The Design of high-performance I/O kernel interface
During my AWS internship, I finished this project.
Programming Language: C++, C
Techniques: multiple threads programming, kernel programming, unit test.
Project Background
The increasing use of the cloud-based relational database brings three usage requirements: first, the I/O bottleneck between the database that requests the I/O and the storage that performs I/O is desirable to be solved. Secondly, the synchronous operations that may cause the context switch is another issue that needs to be addressed. Thirdly, traditional commit protocols such as 2PC are not suitable for building the fault tolerance system. Therefore, a new database system - AWS Aurora is developed to meet the above requirements.

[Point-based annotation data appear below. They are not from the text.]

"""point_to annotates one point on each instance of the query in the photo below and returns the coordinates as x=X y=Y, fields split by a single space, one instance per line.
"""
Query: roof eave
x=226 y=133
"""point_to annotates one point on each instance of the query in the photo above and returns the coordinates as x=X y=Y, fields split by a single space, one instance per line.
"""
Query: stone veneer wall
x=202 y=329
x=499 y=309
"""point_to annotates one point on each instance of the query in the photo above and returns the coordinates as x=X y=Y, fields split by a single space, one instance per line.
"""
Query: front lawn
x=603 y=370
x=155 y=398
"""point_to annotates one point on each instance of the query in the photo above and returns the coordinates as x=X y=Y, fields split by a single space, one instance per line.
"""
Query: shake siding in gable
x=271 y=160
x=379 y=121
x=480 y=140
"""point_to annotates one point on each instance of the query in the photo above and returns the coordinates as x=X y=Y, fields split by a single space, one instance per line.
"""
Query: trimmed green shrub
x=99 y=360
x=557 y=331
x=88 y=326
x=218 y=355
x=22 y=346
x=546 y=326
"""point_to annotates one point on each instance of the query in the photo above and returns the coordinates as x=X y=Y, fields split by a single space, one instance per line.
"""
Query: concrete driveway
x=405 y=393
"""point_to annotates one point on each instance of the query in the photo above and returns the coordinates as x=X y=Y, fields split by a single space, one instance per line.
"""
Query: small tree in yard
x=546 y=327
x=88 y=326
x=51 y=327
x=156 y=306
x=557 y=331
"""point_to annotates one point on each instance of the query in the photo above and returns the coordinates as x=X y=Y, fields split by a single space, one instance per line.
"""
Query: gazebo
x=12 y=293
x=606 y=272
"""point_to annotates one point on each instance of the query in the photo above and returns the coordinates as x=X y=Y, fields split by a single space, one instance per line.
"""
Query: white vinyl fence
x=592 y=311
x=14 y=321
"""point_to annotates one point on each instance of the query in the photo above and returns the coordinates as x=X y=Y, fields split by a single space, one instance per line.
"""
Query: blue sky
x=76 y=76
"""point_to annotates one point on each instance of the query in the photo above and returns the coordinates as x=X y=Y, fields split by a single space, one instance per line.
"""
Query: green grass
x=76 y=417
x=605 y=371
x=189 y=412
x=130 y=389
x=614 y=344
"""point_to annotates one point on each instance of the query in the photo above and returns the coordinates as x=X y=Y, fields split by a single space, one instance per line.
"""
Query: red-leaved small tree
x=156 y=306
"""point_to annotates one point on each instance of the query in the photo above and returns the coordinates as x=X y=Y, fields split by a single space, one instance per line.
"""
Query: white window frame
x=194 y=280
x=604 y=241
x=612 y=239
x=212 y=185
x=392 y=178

But according to the benchmark, the CPU acts as a barrier to high-efficiency I/O performance. The new kernel interface called Io uring supports asynchronous I/O by use of a ring buffer. This project is to utilize the io_uring to the Aurora Storage and benchmarking the performance.
Task
The project has following milestone:
Task descrption | Deliverable Result |
Understand and examine AWS’s current I/O process | presentation |
Understand the AIO and io_uring usage | presentation |
To confirm that CPU is the bottleneck | Bechmark |
Embed io_uirng non-poll mode into the kernel | Unit Test & benchmark |
Benchmark result to check the improvements | Bechmark |
Embed io_urung poll mode into the kernel | Unit Test & benchmark |
Clean the code | CR |
Present the results | NA |
The First Design:
The workflow for the first design, which employs the one thread, several threads approach, is shown below. One thread continues to query the kernel for new completed requests. The downside of the first design is that lock has to be used to protect each submission queue, which downgrades the performance.
The Second Design:
By allowing each thread to have its own submission queue, we optimize our architecture to get around the drawback of the first one. The second gets 1000X IOPS improvements.
The Third Design:
By allowing each thread to have its own submission and completion queue, we were able to further improve our design. An additional 100X improvement is made to the end output.